Publisher: Farrar, Straus and Giroux, 2017
Life-writing | Essay collections | Identity | Race, first-generation immigrant identity
Too Much and Not the Mood is a stunning collection of personal essays that are poetic, observant and relatable. The collection interacts with themes of racism, gender and identity.
After beginning and failing to read the collection a few times when tired and unfocused, I eventually devoured Too Much and Not the Mood in a couple of days, cocooning myself in Chew-Bose's poetic, slow language. This is a collection to luxuriate in, rather than one to dip in to. Devote time to this collection; submerge yourself in the language, the images Chew-Bose so beautifully evokes. Set aside a weekend, a glass of wine and a balcony chair – it's that kind of book, one that warrants savouring.
This collection will slow you down, inspire you, re-ignite your love of literature and re-open your eyes to your surroundings whilst making you consider existence, identity, society, family and generation.

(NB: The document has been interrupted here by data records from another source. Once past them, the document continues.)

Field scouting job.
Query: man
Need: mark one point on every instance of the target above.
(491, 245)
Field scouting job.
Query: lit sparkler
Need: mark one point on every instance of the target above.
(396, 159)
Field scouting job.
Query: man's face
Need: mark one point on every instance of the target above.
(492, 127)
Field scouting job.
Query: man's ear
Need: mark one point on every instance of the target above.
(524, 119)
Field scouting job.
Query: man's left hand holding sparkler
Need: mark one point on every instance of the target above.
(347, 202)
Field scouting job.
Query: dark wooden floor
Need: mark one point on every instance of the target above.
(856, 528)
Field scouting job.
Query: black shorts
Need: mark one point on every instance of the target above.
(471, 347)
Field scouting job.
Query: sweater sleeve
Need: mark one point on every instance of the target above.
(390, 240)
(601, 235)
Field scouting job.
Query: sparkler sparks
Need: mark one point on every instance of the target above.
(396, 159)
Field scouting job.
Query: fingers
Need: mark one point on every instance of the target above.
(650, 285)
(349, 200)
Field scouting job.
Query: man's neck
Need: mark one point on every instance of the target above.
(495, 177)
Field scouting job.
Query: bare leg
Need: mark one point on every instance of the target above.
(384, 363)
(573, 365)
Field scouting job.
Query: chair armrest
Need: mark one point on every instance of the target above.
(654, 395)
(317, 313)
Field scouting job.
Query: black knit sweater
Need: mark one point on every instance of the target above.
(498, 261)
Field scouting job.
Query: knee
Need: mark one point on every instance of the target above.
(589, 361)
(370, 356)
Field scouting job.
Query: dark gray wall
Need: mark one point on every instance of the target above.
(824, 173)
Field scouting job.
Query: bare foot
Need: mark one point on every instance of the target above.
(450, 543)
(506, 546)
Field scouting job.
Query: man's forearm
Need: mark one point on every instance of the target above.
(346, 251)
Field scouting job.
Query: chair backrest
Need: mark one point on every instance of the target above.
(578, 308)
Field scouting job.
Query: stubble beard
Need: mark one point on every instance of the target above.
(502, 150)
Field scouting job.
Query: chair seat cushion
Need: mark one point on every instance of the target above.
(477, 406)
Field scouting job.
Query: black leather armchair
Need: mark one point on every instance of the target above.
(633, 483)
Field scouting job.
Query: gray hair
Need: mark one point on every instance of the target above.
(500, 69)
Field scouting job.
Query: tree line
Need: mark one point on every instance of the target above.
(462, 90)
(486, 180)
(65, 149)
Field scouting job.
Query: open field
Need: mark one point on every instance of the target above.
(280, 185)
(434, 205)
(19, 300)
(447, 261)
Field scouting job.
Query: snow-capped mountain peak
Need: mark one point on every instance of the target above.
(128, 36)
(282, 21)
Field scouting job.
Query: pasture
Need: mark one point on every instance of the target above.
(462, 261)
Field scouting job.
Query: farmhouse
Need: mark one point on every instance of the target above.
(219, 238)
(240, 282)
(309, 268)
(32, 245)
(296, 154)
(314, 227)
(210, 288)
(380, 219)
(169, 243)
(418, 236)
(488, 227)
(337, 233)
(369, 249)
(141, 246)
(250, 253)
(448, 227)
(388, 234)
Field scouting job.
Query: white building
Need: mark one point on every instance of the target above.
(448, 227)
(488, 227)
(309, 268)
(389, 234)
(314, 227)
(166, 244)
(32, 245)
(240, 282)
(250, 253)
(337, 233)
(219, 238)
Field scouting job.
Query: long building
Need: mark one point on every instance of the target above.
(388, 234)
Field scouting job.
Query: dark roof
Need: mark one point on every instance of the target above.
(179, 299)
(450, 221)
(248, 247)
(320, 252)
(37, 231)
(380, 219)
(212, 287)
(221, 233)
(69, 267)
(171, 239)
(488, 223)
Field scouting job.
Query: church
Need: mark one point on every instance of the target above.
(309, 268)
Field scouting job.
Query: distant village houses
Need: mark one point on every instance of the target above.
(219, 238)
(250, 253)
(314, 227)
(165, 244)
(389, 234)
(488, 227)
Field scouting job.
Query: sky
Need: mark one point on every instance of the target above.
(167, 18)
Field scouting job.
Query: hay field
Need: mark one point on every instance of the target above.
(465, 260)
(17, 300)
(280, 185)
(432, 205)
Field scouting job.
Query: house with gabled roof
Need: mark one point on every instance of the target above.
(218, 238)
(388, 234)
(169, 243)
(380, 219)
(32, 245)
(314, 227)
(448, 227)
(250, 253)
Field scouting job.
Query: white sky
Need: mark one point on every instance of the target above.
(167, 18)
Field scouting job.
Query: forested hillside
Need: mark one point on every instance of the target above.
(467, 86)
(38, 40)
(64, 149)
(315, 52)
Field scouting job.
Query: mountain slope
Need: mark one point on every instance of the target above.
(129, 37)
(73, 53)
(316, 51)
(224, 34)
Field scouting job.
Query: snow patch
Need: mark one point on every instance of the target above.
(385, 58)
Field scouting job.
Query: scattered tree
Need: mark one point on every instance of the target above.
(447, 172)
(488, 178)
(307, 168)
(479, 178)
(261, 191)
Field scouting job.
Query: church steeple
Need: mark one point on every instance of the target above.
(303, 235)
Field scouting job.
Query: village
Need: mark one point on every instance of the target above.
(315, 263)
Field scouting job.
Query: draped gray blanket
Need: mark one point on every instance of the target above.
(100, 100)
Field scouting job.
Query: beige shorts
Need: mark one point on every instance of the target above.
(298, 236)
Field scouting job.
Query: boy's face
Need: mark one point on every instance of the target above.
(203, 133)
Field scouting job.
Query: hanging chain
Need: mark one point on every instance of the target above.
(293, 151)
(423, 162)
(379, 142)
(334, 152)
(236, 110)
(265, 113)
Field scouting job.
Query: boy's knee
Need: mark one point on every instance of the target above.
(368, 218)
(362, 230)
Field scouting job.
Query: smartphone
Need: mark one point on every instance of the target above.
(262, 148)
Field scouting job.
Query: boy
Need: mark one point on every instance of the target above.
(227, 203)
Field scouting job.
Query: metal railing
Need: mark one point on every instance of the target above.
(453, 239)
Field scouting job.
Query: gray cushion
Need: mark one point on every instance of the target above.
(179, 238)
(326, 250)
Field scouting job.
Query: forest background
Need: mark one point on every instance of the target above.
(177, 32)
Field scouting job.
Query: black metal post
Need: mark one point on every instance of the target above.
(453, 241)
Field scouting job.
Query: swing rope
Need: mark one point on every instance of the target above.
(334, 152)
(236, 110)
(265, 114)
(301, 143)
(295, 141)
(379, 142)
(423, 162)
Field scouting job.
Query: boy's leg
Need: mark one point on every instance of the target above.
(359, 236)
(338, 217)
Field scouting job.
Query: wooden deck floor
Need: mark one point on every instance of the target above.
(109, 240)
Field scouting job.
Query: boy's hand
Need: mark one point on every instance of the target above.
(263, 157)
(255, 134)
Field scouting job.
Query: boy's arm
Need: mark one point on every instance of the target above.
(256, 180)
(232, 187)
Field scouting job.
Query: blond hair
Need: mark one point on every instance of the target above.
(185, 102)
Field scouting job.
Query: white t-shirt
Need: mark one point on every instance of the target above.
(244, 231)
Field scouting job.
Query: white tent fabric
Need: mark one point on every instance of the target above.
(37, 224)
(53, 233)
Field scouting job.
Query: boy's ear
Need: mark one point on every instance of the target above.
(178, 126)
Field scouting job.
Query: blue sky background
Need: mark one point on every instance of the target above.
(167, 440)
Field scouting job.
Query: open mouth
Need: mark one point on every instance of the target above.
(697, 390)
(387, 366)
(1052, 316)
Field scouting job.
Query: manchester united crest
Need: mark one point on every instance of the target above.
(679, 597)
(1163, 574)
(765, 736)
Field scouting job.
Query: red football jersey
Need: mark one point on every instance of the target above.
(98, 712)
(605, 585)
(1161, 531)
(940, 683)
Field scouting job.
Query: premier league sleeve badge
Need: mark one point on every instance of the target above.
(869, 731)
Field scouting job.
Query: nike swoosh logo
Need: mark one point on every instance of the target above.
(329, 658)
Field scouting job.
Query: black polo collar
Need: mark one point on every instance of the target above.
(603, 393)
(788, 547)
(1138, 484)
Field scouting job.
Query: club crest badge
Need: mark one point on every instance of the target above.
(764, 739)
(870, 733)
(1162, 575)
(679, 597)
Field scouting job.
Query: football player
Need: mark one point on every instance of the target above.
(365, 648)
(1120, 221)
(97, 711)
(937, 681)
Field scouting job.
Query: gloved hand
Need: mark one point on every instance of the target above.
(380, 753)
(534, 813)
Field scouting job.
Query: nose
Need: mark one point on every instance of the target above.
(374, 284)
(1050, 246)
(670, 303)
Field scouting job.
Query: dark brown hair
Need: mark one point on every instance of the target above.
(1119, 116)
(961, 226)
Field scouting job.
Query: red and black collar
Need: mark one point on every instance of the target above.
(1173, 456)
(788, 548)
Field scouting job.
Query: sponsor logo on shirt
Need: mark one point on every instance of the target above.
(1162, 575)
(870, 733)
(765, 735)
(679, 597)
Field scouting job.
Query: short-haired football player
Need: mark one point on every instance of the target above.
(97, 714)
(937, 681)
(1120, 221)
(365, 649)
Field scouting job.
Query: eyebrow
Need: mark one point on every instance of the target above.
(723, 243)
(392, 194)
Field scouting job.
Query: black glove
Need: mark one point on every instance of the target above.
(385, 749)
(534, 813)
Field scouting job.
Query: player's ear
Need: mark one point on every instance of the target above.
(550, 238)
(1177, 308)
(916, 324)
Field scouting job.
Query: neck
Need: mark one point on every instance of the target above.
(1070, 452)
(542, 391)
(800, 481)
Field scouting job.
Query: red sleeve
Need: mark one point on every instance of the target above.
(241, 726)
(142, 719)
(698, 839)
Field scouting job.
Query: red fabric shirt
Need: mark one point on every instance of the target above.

The collection seamlessly mixes cultural criticism and personal essay, in a book that feels like a memoir; Chew-Bose reflects on her childhood, familial relationships and her sense of self as she approaches age 30, whilst considering larger social issues. The essay D As In highlights the racial bias inherent in the mispronunciation of names and the outright but unchallenged racism in somebody asking ‘where are you from?’ in response to a name they perceive to be uncommon. Chew-Bose interrogates the self-erasure that takes places when individuals allow others to pronounce an ‘easier’ or all-together incorrect version of their name. Tan Lines confronts racial bias and ignorance again, as Chew-Bose, whose parents emigrated from India to Canada, details her experiences of white friends commenting on the types of colours she should wear because of her brown skin and saying “I’m almost as brown as you” after sun-bathing.
At times, such as in the opening and longest essay Heart Museum, the writing is like a stream-of-consciousness as Chew-Bose glides through a myriad of topics, from the emoji on her phone that she assumes is a heart hospital, through things that give her a mild fright, to observations on introversion, or as Chew-Bose terms it, being a ‘nook person’. Nook people “seek corners”, “don’t mind waiting in the car”, “value a deep pants pocket” and “see a baby, burrito-wrapped in her blanket, and think, Now, wouldn’t that be nice?" But the stream is controlled, intentional and always flows back to the essay theme. The opening essay ends with Chew-Bose's being dropped off by a rickshaw driver in Mumbai, to visit a family friend in the “heart museum”, the translation of “heart hospital” having been lost.
If you notice the small beauty in the everyday, you’ll find a kindred spirit in Chew-Bose, whose gentle and tender observations you’ll love and relate to. Her cultural criticism is gentle and embedded in the personal, but the experiences of alienation and racism that she relates are nonetheless eye-opening and infuriating.